Malgré les tentatives de médiation, les revendications des étudiants en médecine n’ont toujours pas trouvé d’échos favorables. Alors que le pays vise à renforcer son secteur médical pour faire face aux défis de demain, l'impasse actuelle menace la pérennité de l’ensemble du système.
Par M. Ait Ouaanna
305 jours après le début de leur mouvement de contestation, les futures blouses blanches continuent de déserter les amphis des Facultés de médecine du Royaume.
En dépit des multiples tentatives, les étudiants en médecine n’ont toujours pas réussi à faire valoir leurs revendications. Quelques jours après avoir refusé, à une majorité écrasante, la dernière offre ministérielle, la jugeant insuffisante et à mille lieues de leurs attentes, les grévistes se sont retournés vers le Médiateur du Royaume pour solliciter une prolongation de la médiation et davantage de clarté sur plusieurs points de discussion.
Dans une lettre adressée à l’institution dirigée par Mohamed Benalilou, la Commission nationale des étudiants en médecine, médecine dentaire et pharmacie a notamment pointé du doigt l’absence de clarté sur certains axes essentiels du dossier de réforme et le manque de participation active du ministère de la Santé, pourtant directement impliqué dans les questions de formation.
Par le biais de cette correspondance, les étudiants exigent une réunion technique avec les responsables pédagogiques du ministère de l’Enseignement supérieur pour clarifier les propositions, tout en insistant sur la participation du ministère de la Santé aux négociations.
Les futurs médecins revendiquent en outre la préservation des acquis convenus lors des précédents pourparlers, en plus de la prolongation du délai de médiation «pour aboutir à une solution durable et éviter de nouvelles perturbations».
Pour rappel, le 30 septembre dernier, le ministère de l'Enseignement supérieur, de la Recherche scientifique et de l'Innovation avait publié un communiqué détaillant une série de mesures visant à mettre fin à cette crise.
La tutelle a tout d’abord annoncé que les notes obtenues lors des récentes sessions de rattrapage seront valorisées de la même manière que celles des examens annuels.
Ainsi, les étudiants ayant obtenu une note nulle pourront compenser cette dernière avec les nouvelles évaluations.
Le ministère a également promis d'engager un dialogue avec les étudiants pour discuter de la réorganisation des études médicales, soulignant que des consultations auront lieu dans les facultés, avec la participation des représentants des étudiants, afin de mieux prendre en compte leurs propositions.
La tutelle a également indiqué que des initiatives seront mises en place pour renforcer les compétences des étudiants afin de mieux les préparer aux exigences du marché du travail.
De surcroît, le département Miraoui a annoncé l’instauration d’un système de communication pour recueillir les doléances et besoins des étudiants, en vue de prévenir de nouvelles tensions.
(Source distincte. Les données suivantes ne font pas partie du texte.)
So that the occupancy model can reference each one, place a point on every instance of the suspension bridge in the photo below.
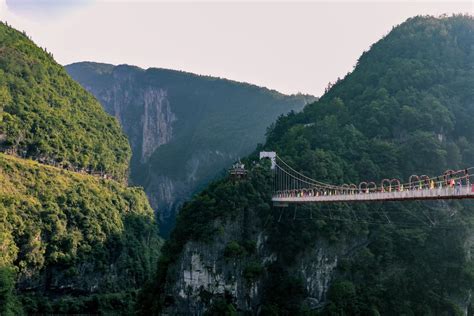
(291, 186)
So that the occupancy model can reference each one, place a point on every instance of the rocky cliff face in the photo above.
(183, 129)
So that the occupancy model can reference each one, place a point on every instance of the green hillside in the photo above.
(70, 242)
(407, 108)
(69, 234)
(44, 114)
(183, 128)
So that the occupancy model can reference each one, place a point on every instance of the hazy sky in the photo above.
(288, 46)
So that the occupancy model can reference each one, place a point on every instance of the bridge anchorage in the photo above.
(291, 186)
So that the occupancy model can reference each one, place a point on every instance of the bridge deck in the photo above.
(446, 193)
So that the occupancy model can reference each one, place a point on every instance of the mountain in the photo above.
(184, 129)
(73, 237)
(407, 108)
(47, 116)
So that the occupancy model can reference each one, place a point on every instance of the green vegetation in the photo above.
(216, 122)
(405, 109)
(63, 232)
(47, 116)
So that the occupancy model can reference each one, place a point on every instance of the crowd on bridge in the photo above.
(452, 180)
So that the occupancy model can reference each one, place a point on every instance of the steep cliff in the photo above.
(405, 109)
(47, 116)
(183, 128)
(73, 237)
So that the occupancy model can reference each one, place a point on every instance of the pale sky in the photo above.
(288, 46)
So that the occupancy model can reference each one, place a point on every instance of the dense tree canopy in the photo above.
(44, 114)
(407, 108)
(62, 232)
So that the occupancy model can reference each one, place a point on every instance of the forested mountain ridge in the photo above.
(47, 116)
(407, 108)
(69, 235)
(70, 242)
(183, 128)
Mais visiblement, ces dernières mesures annoncées par le ministère restent insuffisantes aux yeux des étudiants, qui poursuivent leur mouvement.
«Ces mesures restent incomplètes face à l’ampleur de nos revendications. Nous espérons que notre mouvement puisse aboutir à des solutions pérennes, non seulement pour nous, futurs médecins, mais aussi pour le système de santé marocain tout entier.
Aujourd’hui, il est urgent de sortir de l’impasse et de garantir des conditions optimales de formation et d’insertion professionnelle. La santé publique ne peut se permettre de perdre encore du temps.
Chaque jour de retard fragilise davantage un système déjà sous pression. Nous appelons donc à un renforcement du dialogue entre toutes les parties prenantes, et à une véritable prise en compte des revendications légitimes que nous portons depuis plus de 10 mois.
Nous restons ouverts au dialogue et déterminés à défendre notre droit à une formation de qualité, pour le bien de tous», s’insurge Lamia, étudiante à la Faculté de médecine et de pharmacie de Fès.
La prolongation de cette crise accentue une situation d’ores et déjà critique, puisque le pays souffre d’un manque aigu de médecins.
En 2023, la Cour des comptes estimait que le Maroc avait besoin de 47.000 médecins supplémentaires, un déficit qui pourrait atteindre 53.000 d’ici 2035 si aucune mesure concrète n’est prise.
Le manque de personnel médical affecte directement la qualité des soins, en particulier dans les zones rurales, où l’accès aux services de santé est déjà très limité.
La situation devient d'autant plus critique avec le risque de voir des générations de futurs médecins retardées dans leur formation, ou pire, désengagées du secteur.